To address the speech understanding limitations associated with high-frequency hearing loss, we have developed a vibrotactile sensory substitution solution in the form of a wristband (Novich & Eagleman, 2015; Perrotta et al., 2021; Eagleman & Perrotta, 2023). This device delivers spatially unique vibrations to the wrist in correspondence with target phonemes that are commonly difficult for individuals with presbycusis to detect. The wristband receives sound from the environment through an onboard microphone and uses a machine learning algorithm to filter background noise and extract target phonemes from speech. Each phoneme signal is mapped to its own unique linear resonant actuator (LRA) in the strap of the wristband where it is felt as a vibration on the skin.
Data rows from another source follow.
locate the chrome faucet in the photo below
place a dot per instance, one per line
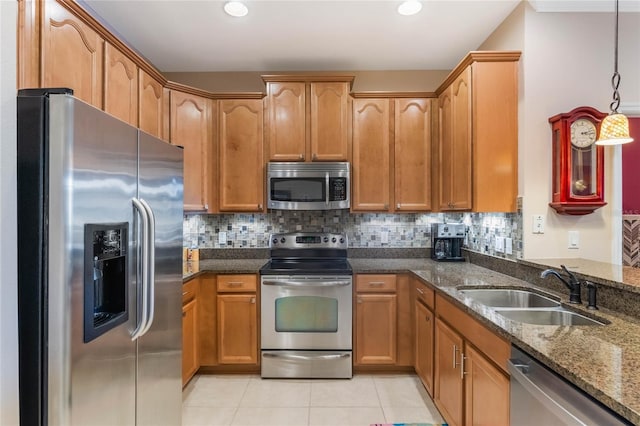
(572, 283)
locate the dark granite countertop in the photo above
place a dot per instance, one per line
(604, 361)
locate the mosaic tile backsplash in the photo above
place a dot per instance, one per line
(363, 230)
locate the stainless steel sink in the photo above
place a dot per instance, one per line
(547, 317)
(509, 298)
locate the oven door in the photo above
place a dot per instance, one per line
(306, 312)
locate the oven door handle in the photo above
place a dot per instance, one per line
(305, 357)
(310, 283)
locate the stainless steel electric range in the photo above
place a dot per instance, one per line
(306, 305)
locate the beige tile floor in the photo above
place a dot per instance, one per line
(245, 400)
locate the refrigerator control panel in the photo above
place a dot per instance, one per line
(105, 278)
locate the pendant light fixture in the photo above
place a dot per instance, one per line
(614, 129)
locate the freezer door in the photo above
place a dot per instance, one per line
(159, 370)
(92, 179)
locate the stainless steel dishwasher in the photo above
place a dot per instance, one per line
(541, 397)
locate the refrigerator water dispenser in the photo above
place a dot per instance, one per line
(105, 278)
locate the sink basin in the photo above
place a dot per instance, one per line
(547, 317)
(508, 298)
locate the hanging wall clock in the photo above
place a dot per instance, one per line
(578, 163)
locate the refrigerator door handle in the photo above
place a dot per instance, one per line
(144, 240)
(151, 262)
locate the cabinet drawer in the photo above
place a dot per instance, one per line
(237, 283)
(189, 291)
(370, 283)
(425, 294)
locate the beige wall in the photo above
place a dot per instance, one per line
(420, 81)
(567, 62)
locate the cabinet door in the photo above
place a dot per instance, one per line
(375, 329)
(412, 163)
(237, 329)
(329, 121)
(448, 376)
(120, 85)
(424, 346)
(371, 155)
(189, 341)
(461, 142)
(486, 391)
(241, 163)
(151, 105)
(445, 153)
(287, 121)
(191, 129)
(72, 54)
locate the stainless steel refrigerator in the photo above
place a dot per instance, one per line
(99, 267)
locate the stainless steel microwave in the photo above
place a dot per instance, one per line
(309, 186)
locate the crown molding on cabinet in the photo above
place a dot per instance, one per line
(384, 95)
(478, 56)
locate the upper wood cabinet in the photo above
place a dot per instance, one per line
(391, 154)
(151, 114)
(454, 147)
(371, 159)
(308, 117)
(120, 85)
(191, 122)
(241, 162)
(412, 162)
(477, 155)
(72, 54)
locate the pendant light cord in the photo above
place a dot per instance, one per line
(615, 80)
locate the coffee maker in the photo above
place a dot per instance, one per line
(446, 241)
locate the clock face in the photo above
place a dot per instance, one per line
(583, 133)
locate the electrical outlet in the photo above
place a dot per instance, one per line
(384, 237)
(508, 246)
(538, 224)
(574, 239)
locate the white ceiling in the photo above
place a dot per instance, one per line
(302, 35)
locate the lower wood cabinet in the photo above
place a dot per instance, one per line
(237, 319)
(190, 345)
(424, 345)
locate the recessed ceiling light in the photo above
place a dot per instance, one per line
(236, 8)
(409, 7)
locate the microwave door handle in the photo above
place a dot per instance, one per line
(326, 177)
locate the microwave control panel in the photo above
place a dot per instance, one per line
(337, 189)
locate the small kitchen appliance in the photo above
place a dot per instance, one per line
(446, 241)
(308, 186)
(306, 307)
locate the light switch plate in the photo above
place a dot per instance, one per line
(538, 224)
There are four LRAs embedded within the wristband strap, giving each target phoneme a unique spatial location on the wrist. Parts of speech that are audible to the user are unconsciously integrated with the spatially unique vibratory signals representing the inaudible portions of speech. The user is then able to understand a complete and meaningful message through integration of the complementary sensory inputs.
Our own prior work in this area demonstrated that when two words are algorithmically translated into spatiotemporal patterns of vibration on the skin of the wrist, they are distinguishable to individuals who are hard of hearing or deaf up to 83% of the time for two words that are similar and up to 100% of the time for two words that are not similar (Perrotta et al., 2021; Cieśla et al., 2022). Further studies showed that sound-to-touch sensory substitution devices may help people with hearing impairments, allowing them to access sensory information otherwise unable to be accessed. Weisenberger & Russell (1989) used single channel vibrotactile aids designed to translate acoustic stimuli into representative vibration patterns on the wrist to improve performance on environmental sound identification tests from 55% to 95% correct and improve performance on single word identification testing from 60% to 90%.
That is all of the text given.